DECLARAÇÃO
DE AMOR AO PRIMEIRO-MINISTRO
Estou
apaixonado pelo primeiro-ministro
por todos os
primeiros-ministros
e pelos
segundos
e pelos
terceiros
estou
apaixonado por todos os presidentes de Câmara
e de Junta
por todos os
benfeitores de obra feita
por todos os
que erguem e mandam erguer
estradas,
pontes, casas, estádios, fontanários, salões paroquiais
estou
apaixonado por todos aqueles que governam, que executam,
que decidem
sem pestanejar
por todos
aqueles que dão o cu pela causa pública
que se
sacrificam pelo bem comum sem nada pedir em troca.
Quero votar
entusiasticamente em todos eles
Afogá-los em
votos
Até que se
venham
em triunfo
Estou
apaixonado pelo primeiro-ministro
quero vê-lo
num bacanal
com todos os
ministros
e todos os
ministérios
a arfar de
prazer
a enrabar o
défice, o orçamento,
o IVA, a
inflação, a recessão
ágil e
empreendedor
como um
super-homem
Estou
apaixonado pelo primeiro-ministro
Quero vê-lo
num filme porno.
(de
Declaração de Amor ao Primeiro-Ministro, Objecto Cardíaco, 2006)
*
A ALMA AO
GOVERNO
Quero
entregar a minha alma ao governo
deixar-me
colectar em êxtase
amar-te
ordeiramente
como um
cidadão cumpridor
quero lançar
uma OPA
em directo
no telejornal
imolar-me no
mercado global
(de Queimai
o Dinheiro, Corpus, 2009)
FODA A TODA
A HORA
No “Piolho”
as estudantes cantam que querem foder a toda a hora.

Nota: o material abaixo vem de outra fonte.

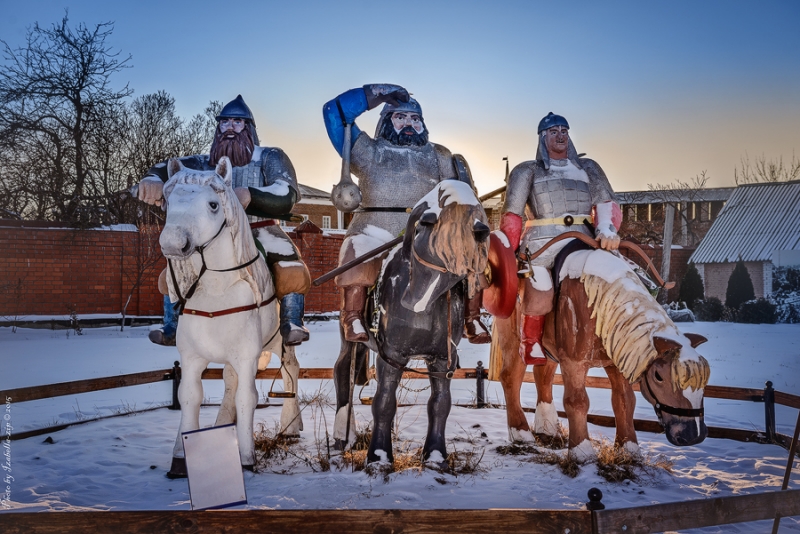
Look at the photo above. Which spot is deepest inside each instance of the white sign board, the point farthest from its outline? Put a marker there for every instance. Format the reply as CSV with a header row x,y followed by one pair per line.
x,y
215,470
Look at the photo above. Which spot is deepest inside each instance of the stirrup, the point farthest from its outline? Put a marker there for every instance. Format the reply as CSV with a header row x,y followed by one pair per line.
x,y
281,394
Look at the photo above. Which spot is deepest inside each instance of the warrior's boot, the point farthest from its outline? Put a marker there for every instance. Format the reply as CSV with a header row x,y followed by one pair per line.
x,y
354,298
474,329
292,330
166,334
530,345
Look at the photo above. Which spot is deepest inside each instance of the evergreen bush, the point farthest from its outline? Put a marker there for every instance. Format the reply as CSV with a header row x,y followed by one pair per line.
x,y
691,287
740,287
709,309
757,311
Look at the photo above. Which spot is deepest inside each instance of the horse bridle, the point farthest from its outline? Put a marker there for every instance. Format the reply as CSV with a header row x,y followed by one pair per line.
x,y
180,307
659,407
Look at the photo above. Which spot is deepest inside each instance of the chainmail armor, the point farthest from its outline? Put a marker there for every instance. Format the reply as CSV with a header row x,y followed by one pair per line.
x,y
566,188
390,176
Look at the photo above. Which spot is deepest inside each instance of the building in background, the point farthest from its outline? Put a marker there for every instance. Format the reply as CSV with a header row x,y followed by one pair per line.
x,y
758,224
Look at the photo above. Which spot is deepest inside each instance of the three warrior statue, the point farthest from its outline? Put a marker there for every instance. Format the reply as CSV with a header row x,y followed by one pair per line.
x,y
407,188
560,191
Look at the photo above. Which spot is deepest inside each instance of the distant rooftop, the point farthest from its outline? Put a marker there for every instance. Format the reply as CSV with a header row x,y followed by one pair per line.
x,y
757,220
712,194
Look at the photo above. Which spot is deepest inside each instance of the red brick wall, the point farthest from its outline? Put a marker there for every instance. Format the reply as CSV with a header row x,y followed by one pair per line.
x,y
321,255
53,271
678,260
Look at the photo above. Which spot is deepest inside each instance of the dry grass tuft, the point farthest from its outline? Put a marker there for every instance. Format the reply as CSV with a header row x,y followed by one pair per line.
x,y
272,446
616,464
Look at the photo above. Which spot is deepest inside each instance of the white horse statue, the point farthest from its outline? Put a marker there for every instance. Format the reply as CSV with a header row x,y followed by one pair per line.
x,y
230,313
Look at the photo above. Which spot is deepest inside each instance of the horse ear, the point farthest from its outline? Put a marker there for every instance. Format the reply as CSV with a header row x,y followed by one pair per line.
x,y
174,166
428,218
224,170
695,339
481,231
663,344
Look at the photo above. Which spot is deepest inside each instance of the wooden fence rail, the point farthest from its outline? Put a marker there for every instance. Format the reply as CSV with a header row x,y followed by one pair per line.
x,y
639,520
325,373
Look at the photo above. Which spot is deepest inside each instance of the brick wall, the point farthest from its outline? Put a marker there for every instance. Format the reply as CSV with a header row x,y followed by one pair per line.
x,y
716,275
53,271
321,254
678,260
315,212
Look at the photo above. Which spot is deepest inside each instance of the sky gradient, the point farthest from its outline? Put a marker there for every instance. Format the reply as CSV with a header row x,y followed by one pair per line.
x,y
654,91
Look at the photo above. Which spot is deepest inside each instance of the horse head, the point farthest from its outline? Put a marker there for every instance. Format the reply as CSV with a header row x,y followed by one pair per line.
x,y
197,207
446,241
674,384
201,205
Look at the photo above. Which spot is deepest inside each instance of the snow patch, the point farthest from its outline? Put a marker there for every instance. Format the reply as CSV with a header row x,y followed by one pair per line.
x,y
422,305
583,452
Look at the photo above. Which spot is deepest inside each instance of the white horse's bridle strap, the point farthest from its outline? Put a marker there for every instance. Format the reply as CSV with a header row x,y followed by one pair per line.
x,y
228,311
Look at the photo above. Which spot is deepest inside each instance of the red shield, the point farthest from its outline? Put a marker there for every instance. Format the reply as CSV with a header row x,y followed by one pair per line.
x,y
501,296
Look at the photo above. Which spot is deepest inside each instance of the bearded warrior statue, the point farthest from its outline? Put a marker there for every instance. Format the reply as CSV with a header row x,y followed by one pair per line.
x,y
265,183
563,192
394,170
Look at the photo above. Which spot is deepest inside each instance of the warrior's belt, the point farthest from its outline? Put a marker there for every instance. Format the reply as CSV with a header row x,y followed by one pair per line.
x,y
565,220
391,210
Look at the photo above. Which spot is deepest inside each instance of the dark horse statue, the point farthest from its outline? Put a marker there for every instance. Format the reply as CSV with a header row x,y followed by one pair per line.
x,y
419,305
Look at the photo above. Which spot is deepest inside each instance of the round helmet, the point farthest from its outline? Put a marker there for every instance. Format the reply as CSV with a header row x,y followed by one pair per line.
x,y
236,109
552,120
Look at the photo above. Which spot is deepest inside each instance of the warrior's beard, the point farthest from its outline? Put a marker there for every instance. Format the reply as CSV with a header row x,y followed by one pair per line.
x,y
402,138
238,148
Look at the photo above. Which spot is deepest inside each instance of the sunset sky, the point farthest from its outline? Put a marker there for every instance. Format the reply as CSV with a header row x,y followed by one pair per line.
x,y
654,91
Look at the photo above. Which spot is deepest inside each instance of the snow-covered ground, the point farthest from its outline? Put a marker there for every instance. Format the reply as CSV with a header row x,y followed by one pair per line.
x,y
119,463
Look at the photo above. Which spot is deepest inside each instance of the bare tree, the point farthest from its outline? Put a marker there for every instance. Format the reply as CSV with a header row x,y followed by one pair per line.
x,y
141,258
54,92
766,171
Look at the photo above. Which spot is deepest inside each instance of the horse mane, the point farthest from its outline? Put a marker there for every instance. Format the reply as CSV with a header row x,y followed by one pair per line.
x,y
454,244
256,274
627,318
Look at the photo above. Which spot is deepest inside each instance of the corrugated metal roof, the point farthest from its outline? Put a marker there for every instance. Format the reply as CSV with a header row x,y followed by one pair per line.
x,y
757,220
712,194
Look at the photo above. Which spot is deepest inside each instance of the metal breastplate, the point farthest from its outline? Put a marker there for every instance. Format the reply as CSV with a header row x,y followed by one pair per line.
x,y
391,177
564,189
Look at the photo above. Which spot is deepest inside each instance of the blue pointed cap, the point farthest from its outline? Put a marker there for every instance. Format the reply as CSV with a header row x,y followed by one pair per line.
x,y
236,109
552,120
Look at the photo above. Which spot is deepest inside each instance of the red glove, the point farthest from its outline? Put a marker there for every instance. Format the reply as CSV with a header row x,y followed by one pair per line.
x,y
511,225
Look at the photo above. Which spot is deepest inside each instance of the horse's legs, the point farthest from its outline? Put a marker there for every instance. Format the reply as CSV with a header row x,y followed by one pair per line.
x,y
506,342
546,419
190,395
384,407
246,400
341,377
576,404
227,410
439,405
623,402
291,418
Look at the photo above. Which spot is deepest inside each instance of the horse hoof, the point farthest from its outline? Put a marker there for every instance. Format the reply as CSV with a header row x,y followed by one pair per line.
x,y
177,469
293,335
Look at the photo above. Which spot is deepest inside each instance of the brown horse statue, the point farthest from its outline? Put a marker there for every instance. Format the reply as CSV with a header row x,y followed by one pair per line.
x,y
604,317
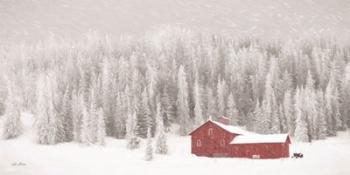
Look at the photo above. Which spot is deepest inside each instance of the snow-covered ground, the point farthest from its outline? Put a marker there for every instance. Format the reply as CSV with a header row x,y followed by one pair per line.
x,y
327,157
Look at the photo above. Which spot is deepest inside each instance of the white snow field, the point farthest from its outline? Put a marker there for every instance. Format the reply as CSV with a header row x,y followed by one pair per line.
x,y
326,157
36,19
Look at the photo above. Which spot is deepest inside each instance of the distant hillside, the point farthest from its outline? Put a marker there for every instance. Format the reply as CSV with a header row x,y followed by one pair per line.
x,y
33,20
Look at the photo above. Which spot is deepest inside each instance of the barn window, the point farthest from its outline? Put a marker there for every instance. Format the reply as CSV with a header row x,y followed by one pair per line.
x,y
210,131
199,143
222,142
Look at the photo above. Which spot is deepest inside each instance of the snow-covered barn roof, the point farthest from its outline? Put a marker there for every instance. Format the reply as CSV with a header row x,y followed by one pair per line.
x,y
231,129
258,138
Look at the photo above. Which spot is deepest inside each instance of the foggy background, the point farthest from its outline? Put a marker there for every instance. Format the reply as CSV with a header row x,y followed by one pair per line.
x,y
33,20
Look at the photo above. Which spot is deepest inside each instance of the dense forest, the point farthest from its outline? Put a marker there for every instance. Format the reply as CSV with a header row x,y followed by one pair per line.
x,y
173,81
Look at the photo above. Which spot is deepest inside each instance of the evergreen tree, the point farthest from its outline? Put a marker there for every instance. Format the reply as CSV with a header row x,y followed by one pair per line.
x,y
301,131
231,110
86,128
144,114
132,141
161,143
45,123
182,103
289,112
66,113
101,129
198,112
149,148
221,94
12,125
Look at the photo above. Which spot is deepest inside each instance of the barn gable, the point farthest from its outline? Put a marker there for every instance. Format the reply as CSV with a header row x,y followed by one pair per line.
x,y
229,128
216,139
258,138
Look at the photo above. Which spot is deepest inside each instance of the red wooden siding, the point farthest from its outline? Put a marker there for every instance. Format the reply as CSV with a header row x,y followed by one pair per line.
x,y
213,141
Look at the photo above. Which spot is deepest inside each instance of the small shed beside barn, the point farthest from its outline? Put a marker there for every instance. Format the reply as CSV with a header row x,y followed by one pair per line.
x,y
219,139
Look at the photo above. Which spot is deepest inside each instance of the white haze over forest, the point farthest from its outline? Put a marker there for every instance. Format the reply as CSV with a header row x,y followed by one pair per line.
x,y
129,79
33,20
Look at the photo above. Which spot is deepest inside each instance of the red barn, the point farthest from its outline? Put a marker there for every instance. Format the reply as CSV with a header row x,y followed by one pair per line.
x,y
216,139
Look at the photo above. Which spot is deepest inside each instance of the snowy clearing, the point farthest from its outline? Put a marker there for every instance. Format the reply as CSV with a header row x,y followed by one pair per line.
x,y
329,156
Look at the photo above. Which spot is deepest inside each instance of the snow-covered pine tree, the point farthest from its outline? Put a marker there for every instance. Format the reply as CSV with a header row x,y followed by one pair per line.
x,y
211,103
320,124
86,129
133,142
253,125
161,143
119,117
221,94
288,110
144,114
149,148
66,115
168,108
101,128
231,110
301,131
45,122
107,96
182,103
345,96
76,115
198,111
12,125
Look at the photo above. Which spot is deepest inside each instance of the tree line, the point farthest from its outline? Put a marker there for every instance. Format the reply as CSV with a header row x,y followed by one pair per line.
x,y
173,81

No meio de cânticos
estudantis banais as gajas gritam a coisa e incomodam os futeboleiros presos à
glória do FCP no ecrã. Gosto desse novo hedonismo regado em cerveja que
despreza a ditadura do pontapé na bola. É pena que as estudantes se fechem
nesses rituais e não abram as pernas aos poetas.
(de Um Poeta
no Piolho, Corpos, 2009)
Com cerca de
uma dezena de livros publicados, António Pedro Ribeiro aparece como um marginal
ao tom altissonante ainda prevalecente na poesia actual. António Pedro Ribeiro,
nascido em 1968, poeta já deste século, habitando a zona do grande Porto e os
seus cafés agora invadidos pela turbamalta turística, tem uma poesia desempoeirada,
libertária (pelo lado situacionista), imanente, biopolítica (fica sempre bem
este conceito), sarcástica, erotizada… retomando a tradição dos Cancioneiros
medievais. Em 2017 a editora Exclamação publicou uma antologia da sua poesia,
desaparecida em pequeníssimas editoras – Dez Pés Abaixo do Mundo, com selecção
dos poemas de Rui Manuel Amaral e prefácio de Nelson de Oliveira.